Asked how he intends to navigate his company in an environment where OTT is the talk of the town, Burke said, “For as long as I have been in the media business, there has always been something that was going to put something else out of business,” he said. “Satellite was going to put cable out of business — that was 25 years ago, and Comcast has never had a down quarter.
“My perception is there is more competition now than ever, which makes it harder to have a show that’s a hit — but people are watching more television now than ever, and the vast majority of that television that is being watched is still broadcast and cable.
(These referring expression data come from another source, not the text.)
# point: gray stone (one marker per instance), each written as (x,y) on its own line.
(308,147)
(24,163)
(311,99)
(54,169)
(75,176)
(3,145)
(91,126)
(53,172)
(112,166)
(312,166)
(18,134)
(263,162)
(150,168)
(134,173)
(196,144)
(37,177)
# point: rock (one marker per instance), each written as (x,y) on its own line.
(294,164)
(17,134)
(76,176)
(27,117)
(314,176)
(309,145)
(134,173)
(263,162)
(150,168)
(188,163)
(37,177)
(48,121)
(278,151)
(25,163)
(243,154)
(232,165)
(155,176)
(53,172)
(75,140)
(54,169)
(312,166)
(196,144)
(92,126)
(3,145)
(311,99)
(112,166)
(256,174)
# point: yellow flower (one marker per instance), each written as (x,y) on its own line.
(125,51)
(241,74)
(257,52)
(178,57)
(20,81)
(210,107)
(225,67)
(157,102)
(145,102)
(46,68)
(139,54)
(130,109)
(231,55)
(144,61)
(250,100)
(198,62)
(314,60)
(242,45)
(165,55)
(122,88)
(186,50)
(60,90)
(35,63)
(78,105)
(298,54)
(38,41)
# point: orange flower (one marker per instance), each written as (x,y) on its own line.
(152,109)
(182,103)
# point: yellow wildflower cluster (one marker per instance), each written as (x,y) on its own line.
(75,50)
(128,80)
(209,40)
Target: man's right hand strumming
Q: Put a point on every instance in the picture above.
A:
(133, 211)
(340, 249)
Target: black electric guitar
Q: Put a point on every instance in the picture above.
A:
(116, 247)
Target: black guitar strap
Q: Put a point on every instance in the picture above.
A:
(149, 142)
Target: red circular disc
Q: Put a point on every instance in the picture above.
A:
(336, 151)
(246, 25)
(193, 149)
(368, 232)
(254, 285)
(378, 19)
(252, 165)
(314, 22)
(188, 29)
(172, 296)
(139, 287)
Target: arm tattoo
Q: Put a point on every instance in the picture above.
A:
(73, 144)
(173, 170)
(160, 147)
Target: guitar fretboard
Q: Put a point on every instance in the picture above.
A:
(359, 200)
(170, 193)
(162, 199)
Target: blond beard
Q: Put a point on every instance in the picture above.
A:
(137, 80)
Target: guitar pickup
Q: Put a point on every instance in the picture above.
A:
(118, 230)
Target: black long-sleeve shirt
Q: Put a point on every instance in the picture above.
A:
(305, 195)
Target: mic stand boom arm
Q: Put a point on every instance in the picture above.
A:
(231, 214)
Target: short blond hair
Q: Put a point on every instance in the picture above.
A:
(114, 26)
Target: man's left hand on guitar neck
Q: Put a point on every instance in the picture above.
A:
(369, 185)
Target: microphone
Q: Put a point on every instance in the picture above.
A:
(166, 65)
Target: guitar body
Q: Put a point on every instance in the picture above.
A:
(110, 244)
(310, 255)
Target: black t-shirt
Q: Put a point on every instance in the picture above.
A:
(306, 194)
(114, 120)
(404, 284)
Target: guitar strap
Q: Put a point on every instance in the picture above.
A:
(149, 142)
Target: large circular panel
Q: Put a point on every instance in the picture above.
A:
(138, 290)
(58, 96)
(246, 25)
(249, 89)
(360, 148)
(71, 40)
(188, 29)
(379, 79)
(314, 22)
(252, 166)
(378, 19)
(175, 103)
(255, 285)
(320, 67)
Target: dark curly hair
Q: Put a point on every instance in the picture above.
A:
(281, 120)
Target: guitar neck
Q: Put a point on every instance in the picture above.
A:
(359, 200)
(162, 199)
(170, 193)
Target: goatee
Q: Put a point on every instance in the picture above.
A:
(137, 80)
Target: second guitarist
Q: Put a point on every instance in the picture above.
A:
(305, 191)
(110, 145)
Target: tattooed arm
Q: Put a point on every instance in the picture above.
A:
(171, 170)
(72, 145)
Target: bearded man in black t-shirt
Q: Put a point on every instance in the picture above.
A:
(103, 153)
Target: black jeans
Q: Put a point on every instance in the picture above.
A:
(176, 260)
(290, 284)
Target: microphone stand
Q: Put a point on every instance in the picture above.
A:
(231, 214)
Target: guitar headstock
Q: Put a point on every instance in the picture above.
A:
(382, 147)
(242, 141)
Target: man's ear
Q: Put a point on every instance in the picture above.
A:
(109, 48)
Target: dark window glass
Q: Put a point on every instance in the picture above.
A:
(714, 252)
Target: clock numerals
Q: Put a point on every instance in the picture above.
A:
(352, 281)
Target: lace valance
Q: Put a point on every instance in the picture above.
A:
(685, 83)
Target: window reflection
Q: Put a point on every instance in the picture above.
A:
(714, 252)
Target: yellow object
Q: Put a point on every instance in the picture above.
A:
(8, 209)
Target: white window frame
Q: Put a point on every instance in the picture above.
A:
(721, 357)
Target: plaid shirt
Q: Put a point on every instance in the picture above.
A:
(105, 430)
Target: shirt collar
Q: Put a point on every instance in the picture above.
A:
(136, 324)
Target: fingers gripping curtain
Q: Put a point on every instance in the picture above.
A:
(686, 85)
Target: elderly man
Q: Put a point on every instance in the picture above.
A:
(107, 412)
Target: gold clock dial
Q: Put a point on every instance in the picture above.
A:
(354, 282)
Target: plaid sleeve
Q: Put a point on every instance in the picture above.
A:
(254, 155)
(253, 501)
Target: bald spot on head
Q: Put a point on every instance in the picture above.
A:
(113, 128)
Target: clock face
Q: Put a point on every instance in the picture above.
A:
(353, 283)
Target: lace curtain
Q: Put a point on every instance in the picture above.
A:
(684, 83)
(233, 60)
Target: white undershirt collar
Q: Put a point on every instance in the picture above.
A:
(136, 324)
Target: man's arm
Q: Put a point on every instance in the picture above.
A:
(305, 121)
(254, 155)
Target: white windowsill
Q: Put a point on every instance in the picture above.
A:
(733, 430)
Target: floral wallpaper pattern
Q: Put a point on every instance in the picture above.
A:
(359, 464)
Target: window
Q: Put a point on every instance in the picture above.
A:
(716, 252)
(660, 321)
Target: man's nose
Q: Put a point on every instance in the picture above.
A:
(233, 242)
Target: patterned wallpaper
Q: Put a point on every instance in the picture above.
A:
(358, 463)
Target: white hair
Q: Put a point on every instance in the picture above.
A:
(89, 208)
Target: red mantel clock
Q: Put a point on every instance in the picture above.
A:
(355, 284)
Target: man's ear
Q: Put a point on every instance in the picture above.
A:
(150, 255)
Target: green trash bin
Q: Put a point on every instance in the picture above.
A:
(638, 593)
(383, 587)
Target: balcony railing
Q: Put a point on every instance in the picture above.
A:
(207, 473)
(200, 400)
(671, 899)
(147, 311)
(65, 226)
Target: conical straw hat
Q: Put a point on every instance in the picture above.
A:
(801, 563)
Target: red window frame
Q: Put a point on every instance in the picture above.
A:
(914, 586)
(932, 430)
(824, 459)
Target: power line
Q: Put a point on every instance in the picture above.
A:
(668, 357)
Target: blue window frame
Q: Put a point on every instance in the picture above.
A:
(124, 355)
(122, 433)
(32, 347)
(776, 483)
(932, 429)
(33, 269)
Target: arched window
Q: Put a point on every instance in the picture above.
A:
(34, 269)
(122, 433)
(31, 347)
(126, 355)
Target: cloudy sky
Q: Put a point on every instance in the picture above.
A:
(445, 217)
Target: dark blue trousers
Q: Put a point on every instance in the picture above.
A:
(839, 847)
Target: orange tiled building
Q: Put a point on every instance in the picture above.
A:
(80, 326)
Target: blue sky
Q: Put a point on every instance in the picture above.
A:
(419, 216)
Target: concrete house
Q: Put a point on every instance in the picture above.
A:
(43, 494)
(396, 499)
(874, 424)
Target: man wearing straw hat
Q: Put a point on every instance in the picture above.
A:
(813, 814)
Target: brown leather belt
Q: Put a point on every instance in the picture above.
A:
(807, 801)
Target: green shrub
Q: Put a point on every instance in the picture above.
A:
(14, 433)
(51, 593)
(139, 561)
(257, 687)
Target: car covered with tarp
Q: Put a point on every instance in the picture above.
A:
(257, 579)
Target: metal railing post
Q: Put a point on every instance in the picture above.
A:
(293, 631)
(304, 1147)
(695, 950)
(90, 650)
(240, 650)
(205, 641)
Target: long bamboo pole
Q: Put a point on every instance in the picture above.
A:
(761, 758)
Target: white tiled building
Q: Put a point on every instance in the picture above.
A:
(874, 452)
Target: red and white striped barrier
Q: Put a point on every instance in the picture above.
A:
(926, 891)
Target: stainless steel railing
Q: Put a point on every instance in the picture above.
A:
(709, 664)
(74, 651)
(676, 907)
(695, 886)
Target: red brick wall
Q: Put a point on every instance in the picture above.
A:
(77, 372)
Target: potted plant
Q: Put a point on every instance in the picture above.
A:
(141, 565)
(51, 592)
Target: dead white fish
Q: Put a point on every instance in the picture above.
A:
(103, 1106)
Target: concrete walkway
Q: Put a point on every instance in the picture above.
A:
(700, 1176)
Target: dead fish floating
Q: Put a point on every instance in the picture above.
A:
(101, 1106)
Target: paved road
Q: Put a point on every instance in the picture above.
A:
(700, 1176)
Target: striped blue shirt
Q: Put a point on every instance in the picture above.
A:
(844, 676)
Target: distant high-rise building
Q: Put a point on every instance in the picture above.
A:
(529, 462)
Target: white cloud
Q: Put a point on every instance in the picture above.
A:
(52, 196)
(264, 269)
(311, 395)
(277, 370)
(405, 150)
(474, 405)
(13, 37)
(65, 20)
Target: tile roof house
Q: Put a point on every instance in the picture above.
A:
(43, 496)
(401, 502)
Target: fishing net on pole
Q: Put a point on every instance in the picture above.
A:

“When there were three networks, it was pretty disruptive when HBO came out. But broadcast television is still a very good business — the four broadcast companies, in fact, are making more money than they did four years ago.
“We will make money in different ways — the importance of international syndication and SVOD and distributing content directly through digital, that didn’t exist. People are always going to watch great television assets, and that’s going to remain a big part of our business going forward.”